Deep learning involves building and training neural networks using large data sets. By performing the set task repeatedly, the machine finds patters and learns from experience.
Our researchers have made major contributions to advancing the mathematical tools that underpin deep learning theory. We can and do use this world class expertise to help organisations better understand their data.
Traditional optimisation techniques achieve the best possible solutions in a fixed environment.
Applying this in the real world can be challenging, with ever-changing environmental factors impacting the result (such as electricity prices, the weather, tax, and share market). At AIML we work on developing the theory, algorithms and tools that can predict when these factors will be in a state of flux, and therefore develop solutions to meet these needs now, and prepare for the future. The best solutions now may not be appropriate or even feasible in the future.

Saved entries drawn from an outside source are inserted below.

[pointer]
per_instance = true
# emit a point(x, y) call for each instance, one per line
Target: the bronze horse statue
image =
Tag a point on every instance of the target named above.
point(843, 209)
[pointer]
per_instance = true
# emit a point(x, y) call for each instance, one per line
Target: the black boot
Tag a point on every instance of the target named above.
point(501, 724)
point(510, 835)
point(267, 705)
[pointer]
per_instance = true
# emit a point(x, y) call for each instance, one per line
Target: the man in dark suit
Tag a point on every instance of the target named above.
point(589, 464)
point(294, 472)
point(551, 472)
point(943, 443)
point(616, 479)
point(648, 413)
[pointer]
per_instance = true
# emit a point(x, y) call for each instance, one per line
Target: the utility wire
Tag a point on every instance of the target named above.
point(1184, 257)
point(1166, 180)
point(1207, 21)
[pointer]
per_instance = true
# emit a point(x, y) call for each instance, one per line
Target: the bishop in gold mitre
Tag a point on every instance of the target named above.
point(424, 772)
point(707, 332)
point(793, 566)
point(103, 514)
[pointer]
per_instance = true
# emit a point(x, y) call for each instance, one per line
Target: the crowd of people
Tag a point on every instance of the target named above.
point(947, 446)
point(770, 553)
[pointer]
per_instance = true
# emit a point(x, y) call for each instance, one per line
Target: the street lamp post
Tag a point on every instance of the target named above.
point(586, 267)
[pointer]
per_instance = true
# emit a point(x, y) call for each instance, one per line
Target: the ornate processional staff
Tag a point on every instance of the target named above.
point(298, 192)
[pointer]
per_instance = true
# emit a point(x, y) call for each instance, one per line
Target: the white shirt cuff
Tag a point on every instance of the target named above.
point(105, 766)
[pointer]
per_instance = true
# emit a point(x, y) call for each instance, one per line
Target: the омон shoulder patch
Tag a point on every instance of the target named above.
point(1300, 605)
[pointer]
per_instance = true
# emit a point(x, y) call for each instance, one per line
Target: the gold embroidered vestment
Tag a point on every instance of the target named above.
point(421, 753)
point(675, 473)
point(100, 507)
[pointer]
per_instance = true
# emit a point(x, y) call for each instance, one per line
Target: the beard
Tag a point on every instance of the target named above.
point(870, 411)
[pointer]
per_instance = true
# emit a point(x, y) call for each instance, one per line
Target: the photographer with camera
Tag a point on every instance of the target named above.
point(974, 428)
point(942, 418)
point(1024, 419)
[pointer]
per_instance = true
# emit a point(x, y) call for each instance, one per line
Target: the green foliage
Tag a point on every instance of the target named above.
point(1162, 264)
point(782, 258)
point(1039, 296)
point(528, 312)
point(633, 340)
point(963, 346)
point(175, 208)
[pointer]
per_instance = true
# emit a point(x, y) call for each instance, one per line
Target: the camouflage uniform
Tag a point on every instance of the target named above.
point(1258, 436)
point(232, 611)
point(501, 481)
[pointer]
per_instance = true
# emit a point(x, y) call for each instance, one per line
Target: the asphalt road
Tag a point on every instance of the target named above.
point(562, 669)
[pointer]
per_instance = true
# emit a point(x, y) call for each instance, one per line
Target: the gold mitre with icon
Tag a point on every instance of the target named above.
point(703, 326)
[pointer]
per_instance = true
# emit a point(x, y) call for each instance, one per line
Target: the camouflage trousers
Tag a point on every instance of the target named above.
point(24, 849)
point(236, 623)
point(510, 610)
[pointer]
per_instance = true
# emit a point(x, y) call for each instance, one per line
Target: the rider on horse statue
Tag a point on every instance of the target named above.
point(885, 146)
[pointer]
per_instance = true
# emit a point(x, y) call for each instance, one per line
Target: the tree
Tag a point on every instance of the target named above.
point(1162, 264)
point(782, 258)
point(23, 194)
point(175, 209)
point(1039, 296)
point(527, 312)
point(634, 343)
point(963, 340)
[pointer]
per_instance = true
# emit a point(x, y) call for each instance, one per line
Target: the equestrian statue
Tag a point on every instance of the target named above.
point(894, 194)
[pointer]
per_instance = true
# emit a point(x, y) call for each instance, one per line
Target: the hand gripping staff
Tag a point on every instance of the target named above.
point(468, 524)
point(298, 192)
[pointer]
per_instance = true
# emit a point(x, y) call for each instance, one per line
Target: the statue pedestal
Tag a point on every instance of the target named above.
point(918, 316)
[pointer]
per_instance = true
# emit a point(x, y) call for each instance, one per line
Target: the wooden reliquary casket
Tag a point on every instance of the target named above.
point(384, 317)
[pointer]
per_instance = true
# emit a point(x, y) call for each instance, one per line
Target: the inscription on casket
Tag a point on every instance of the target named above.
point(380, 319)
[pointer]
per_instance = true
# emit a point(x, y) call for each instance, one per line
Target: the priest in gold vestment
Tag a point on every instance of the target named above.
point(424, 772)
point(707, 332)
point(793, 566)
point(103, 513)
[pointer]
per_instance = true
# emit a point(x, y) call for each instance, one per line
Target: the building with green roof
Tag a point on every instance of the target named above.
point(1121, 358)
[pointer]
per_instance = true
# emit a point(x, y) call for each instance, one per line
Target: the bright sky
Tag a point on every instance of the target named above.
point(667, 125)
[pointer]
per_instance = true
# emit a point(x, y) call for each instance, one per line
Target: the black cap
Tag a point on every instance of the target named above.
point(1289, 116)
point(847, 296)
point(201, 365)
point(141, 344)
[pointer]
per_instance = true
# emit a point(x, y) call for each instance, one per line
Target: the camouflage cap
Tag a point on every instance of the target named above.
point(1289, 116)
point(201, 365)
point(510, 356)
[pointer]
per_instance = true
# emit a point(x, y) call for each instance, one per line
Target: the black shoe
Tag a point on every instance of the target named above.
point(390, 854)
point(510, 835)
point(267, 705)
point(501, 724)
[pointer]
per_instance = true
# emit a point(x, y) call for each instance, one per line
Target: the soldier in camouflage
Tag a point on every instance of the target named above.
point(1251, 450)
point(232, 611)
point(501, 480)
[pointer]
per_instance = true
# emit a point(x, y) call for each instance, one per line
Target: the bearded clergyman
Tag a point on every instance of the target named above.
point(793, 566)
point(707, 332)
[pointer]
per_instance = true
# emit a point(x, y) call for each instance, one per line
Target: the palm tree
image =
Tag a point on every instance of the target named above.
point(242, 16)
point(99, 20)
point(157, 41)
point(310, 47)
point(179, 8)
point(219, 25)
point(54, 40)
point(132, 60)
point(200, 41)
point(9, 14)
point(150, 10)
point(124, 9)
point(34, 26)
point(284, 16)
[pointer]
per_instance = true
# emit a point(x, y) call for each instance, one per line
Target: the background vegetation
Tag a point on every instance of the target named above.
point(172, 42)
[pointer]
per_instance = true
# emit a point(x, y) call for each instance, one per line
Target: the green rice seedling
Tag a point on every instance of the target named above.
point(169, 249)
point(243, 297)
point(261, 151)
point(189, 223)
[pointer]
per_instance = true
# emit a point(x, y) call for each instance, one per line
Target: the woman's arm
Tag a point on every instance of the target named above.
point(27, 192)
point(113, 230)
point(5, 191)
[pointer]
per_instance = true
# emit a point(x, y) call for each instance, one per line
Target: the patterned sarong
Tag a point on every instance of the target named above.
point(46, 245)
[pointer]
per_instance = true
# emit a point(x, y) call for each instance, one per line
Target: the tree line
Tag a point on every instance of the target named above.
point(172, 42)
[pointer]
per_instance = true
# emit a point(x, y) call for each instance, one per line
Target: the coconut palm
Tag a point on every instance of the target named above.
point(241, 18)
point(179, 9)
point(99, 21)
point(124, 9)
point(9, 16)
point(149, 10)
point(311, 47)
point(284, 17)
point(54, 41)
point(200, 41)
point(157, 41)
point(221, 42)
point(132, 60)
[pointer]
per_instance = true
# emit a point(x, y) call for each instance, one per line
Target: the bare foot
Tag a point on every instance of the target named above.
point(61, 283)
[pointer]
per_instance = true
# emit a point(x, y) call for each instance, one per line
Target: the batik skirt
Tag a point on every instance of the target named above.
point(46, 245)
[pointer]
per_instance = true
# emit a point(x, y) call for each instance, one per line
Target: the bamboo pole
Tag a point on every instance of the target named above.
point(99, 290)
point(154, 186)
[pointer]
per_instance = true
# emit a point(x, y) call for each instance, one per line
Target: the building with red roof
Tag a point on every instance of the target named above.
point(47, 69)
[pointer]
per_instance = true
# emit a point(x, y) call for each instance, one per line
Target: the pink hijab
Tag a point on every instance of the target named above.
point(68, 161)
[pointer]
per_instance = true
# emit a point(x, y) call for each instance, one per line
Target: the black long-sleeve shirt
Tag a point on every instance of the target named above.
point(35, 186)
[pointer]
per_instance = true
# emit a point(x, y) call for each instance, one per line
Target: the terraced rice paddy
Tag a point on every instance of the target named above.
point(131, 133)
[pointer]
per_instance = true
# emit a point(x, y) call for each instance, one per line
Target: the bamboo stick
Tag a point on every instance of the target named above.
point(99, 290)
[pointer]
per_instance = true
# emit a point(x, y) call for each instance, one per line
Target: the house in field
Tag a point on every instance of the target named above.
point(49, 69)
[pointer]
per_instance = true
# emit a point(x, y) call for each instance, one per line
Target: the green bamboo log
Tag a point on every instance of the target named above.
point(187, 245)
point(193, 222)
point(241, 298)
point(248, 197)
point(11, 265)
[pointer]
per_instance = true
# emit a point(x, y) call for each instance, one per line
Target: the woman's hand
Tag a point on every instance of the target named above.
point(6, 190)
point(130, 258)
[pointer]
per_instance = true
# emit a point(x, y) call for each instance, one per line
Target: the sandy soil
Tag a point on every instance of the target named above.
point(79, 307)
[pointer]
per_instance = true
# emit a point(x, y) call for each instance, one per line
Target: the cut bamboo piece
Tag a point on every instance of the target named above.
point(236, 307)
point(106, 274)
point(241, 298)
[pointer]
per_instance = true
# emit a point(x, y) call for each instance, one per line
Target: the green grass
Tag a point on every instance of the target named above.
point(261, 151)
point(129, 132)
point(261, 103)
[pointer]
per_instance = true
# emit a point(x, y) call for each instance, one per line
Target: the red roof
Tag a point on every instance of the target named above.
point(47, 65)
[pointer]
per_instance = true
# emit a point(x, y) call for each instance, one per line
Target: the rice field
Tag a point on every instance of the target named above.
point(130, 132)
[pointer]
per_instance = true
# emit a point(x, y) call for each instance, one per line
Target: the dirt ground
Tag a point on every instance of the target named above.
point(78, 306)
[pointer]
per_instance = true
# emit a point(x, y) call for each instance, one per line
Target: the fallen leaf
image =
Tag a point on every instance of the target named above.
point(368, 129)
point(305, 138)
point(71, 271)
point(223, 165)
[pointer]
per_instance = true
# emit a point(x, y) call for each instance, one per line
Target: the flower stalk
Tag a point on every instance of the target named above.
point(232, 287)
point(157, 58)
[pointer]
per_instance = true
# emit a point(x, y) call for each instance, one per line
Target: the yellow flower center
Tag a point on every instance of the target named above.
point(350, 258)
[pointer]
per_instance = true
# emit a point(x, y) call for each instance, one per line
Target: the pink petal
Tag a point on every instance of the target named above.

This is the process of updating and modifying software systems so that they work more efficiently and autonomously.
This area of research looks at the developing procedures to analyse data to ensure that the information remains informative and efficient. Otherwise data analysis by non-robust methods can result in biased answers and conclusions. Robust statistics uses methods that identify patterns in the data, focusing on homogenous subset of the data, without being influenced by smaller subgroups.
Probabilistic Graphical Models
Probabilistic graphical models are very effective at modelling complex relationships among variables. These might be the relationships between symptoms and diseases, or the relationships between a set of sensor inputs and the state of the system being modelled, or the relationships between cellular metabolic reactions and the genes that encode them, or the relationships between users in a social network about whom we wish to draw inferences.
Probabilistic graphical models use nodes to represent random variables and graphs to represent joint distributions over variables. By utilising conditional independence, a gigantic joint distribution (over potentially thousands or millions of variables) can be decomposed to local distributions over small subsets of variables, which facilitates efficient inference and learning.